After making the pastry and leaving it to rest in the fridge for a couple of hours, I nicked off the ends and created the hashtag lettering – minus the hash symbol, as that’s just dead space. Not too bad, but boy do you have to be quick with puff pastry or it sticks to everything, and there are a lot more letters this time!

Next it was time to make the meat loaf – minced beef, onions, apples, breadcrumbs, stock and a few herbs, then 45 minutes in a Bain-Marie and it was cooling. This is by far the easiest part of the whole process, but make sure you leave it to cool down completely or you’ll leave half of it in the tin – I know this for a fact as I’ve spent more than one evening frantically trying to piece it back together like the world’s worst game of tetris.

Several hours later I returned to assemble, only to experience the revenge of the hashtag (if you saw the outcome on social media, just forget that for a couple of paragraphs and play along with my artificial jeopardy) – it doesn’t fit on the loaf.
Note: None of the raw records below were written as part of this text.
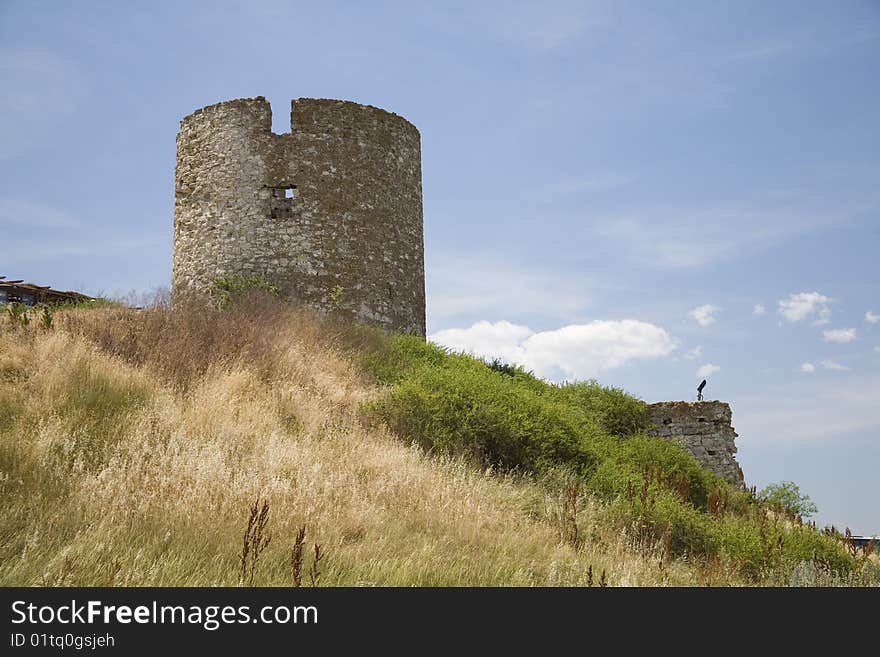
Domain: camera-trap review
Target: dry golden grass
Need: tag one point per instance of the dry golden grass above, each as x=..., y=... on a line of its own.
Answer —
x=134, y=444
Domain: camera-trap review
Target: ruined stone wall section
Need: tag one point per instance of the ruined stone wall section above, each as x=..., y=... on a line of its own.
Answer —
x=354, y=223
x=704, y=429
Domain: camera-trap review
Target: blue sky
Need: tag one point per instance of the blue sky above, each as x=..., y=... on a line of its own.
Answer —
x=610, y=189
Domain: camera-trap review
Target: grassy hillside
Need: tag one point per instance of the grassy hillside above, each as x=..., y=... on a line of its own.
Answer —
x=196, y=447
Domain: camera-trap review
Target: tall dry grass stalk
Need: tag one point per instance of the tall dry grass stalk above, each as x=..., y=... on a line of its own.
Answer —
x=132, y=443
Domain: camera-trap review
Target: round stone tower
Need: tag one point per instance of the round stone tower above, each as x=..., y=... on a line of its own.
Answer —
x=331, y=212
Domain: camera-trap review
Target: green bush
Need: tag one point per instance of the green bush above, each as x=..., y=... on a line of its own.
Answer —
x=505, y=417
x=226, y=290
x=787, y=497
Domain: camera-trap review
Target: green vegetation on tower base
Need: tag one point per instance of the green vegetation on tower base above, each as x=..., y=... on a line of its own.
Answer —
x=502, y=417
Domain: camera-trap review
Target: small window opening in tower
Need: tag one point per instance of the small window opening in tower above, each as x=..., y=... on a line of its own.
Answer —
x=281, y=201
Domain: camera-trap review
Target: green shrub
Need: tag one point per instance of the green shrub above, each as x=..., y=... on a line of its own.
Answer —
x=226, y=290
x=787, y=497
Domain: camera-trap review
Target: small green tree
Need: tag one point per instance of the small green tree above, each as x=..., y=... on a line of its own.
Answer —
x=46, y=318
x=787, y=495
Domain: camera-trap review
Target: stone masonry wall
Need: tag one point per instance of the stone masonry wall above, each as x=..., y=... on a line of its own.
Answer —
x=354, y=221
x=704, y=430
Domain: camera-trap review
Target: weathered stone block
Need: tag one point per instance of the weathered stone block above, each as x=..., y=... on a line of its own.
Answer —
x=335, y=202
x=704, y=429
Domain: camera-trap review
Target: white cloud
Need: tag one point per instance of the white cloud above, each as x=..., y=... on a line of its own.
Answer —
x=485, y=339
x=462, y=286
x=707, y=370
x=577, y=351
x=806, y=304
x=808, y=409
x=840, y=336
x=704, y=315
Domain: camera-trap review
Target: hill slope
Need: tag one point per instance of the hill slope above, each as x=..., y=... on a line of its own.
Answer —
x=134, y=446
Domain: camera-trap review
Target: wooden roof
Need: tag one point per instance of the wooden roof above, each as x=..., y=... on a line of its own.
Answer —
x=43, y=293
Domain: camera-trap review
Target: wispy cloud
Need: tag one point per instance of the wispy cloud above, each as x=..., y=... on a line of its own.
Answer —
x=598, y=182
x=23, y=213
x=778, y=414
x=704, y=315
x=802, y=305
x=545, y=27
x=688, y=237
x=464, y=286
x=578, y=351
x=839, y=336
x=40, y=90
x=707, y=370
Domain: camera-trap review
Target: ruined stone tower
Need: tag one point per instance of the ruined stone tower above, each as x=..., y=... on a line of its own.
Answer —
x=330, y=212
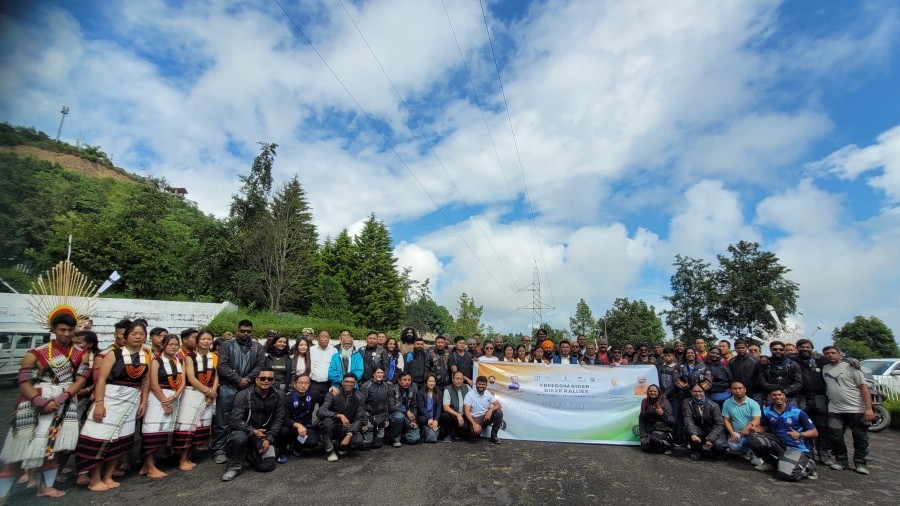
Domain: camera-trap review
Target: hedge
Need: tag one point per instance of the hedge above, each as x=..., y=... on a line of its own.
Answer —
x=287, y=324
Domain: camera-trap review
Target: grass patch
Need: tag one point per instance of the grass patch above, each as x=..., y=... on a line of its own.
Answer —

Nothing to be done now, as the whole thing was assembled, and the pastry was milk-washed and already starting to sag. Into the oven and hoping for the best.

Even if I say so myself, it came out alright:

Baker’s Remorse

What happened? How did it go so wrong? I knew the letters were large as I wanted them to fill the top of the loaf, but did I really think I could fit 12 letters of that size with the surface area of a 1 pound loaf tin.

If only I’d made a smaller one to take the second part of the hashtag.

Oh wait.

That’s right.

I did!

As I’m still shopping for elderly parents, whenever I cook anything like this I make extra to send to them with their weekly groceries, and it turns out the 1/2 pound loaf tin surface area is perfect for the last 4 letters.